Huawei's new Kirin 950 Smartphone Chip Boasts Speed And Power Savings
On Wednesday in Beijing, Huawei's HiSilicon introduced its Kirin 950 chipset with more power and improved energy efficiency, positioned to challenge Samsung's Exynos and Qualcomm's Snapdragon offerings. The Kirin 950 is comprised of four ARM Cortex A72 processors running up to 2.53 GHz clock speeds and four 1.8 Ghz lower-power Cortex A53 processors.
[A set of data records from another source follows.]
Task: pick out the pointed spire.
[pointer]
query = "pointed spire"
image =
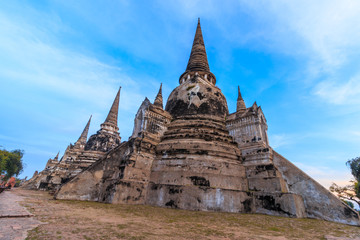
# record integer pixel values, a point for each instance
(240, 102)
(57, 156)
(83, 137)
(198, 62)
(198, 58)
(158, 100)
(113, 113)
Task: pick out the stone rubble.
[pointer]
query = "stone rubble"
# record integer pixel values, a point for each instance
(193, 155)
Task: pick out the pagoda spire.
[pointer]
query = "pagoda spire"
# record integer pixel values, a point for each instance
(83, 137)
(198, 61)
(158, 100)
(110, 124)
(240, 102)
(198, 58)
(57, 156)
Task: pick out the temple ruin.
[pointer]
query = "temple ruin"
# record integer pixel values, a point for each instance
(195, 155)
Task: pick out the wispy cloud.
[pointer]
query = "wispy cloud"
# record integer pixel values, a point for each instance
(326, 176)
(338, 92)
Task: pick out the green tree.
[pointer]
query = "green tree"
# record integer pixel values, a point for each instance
(351, 191)
(11, 163)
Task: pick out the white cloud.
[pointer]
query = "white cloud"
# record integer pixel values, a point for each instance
(326, 176)
(340, 93)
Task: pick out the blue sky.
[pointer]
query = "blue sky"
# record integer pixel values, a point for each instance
(61, 61)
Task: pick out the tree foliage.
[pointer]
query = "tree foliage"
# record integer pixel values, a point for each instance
(11, 163)
(351, 191)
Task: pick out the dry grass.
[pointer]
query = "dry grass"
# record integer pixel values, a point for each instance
(90, 220)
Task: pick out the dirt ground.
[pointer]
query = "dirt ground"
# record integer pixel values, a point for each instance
(90, 220)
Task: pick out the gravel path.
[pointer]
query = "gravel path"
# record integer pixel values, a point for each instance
(15, 220)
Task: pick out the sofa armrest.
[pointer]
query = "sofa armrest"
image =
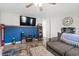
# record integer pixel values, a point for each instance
(53, 39)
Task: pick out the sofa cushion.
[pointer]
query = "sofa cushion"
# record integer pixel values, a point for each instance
(72, 39)
(73, 52)
(59, 47)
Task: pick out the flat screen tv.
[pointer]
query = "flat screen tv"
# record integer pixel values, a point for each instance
(27, 21)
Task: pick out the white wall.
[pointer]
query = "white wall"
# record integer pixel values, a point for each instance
(9, 18)
(53, 24)
(13, 19)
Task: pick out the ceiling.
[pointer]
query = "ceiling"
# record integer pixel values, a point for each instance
(48, 9)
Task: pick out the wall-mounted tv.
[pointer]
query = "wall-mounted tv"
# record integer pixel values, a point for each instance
(27, 21)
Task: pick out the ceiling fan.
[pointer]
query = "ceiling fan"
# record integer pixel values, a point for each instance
(39, 5)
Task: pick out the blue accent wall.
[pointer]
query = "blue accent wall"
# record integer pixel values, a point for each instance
(15, 31)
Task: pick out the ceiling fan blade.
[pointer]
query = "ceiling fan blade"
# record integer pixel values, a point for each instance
(29, 5)
(41, 8)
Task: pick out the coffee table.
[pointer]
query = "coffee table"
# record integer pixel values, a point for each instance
(40, 51)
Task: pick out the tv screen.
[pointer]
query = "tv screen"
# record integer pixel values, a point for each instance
(27, 21)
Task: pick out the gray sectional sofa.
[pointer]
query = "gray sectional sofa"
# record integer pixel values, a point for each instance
(60, 48)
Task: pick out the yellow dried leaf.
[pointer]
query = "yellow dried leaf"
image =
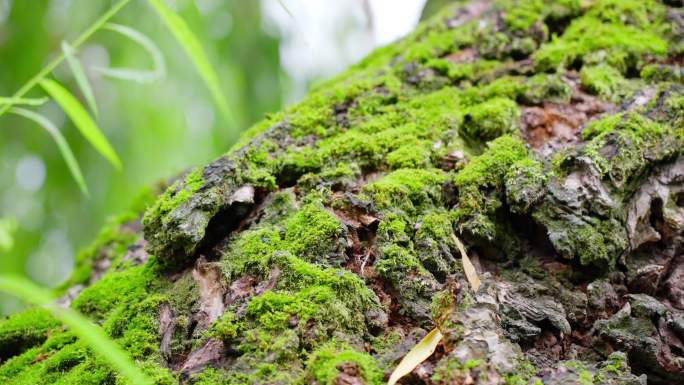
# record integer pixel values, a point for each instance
(468, 267)
(421, 352)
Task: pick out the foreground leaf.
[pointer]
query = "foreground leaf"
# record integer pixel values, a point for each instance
(468, 267)
(80, 76)
(421, 352)
(7, 228)
(82, 120)
(193, 48)
(22, 101)
(132, 74)
(62, 144)
(88, 332)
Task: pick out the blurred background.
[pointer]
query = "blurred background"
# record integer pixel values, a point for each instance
(266, 52)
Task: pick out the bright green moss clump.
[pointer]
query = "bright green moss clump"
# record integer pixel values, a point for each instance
(175, 195)
(605, 81)
(407, 189)
(621, 33)
(326, 363)
(491, 119)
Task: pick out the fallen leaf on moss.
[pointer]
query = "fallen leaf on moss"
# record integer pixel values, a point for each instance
(468, 267)
(421, 352)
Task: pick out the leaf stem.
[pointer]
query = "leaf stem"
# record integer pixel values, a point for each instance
(58, 60)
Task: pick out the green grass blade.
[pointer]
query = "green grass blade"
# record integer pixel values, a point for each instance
(88, 332)
(62, 144)
(8, 226)
(284, 7)
(79, 74)
(193, 48)
(22, 101)
(140, 76)
(82, 120)
(28, 86)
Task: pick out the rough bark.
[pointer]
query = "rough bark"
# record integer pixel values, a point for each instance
(545, 134)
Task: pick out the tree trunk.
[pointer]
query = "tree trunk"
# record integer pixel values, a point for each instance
(547, 136)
The chip has been made using TSMC's 16FF+ technology and packs a speedy Mali T880 graphics chip clocked at up to 900MHz as well as a Category 6 LTE modem (up to 300Mbps) as well as sensor package that Huawei calls the i5.
HiSilicon has also implemented cutting-edge and competitive ISP/DSP integrated in the SoC.
The new SoC can now decode HEVC at up to 4K resolution at 30fps, but the encode capabilities have not evolved from the previous generation and thus is limited to 1080p30 H264.
Kirin 950 is the first in the mobile industry to employ a hybrid LPDDR3 / LPDDR4 memory controller.
In terms of power consumption, HiSilicon says the A53's max out at around 200mW while the A72's go up to ~1450mW.
HiSilicon says the chip boost performance by 40 percent over its prior silicon while dropping energy consumption by 60 percent. They also claim that equates to 10 more hours of normal use with a 3500 mAh battery.
The company estimates that the A72 is overall 11% faster clock-for-clock than current A57 designs, so together with the slightly higher clocks we should see the Kirin 950 perform about 20% better than the Exynos 7420 in CPU-bound tasks.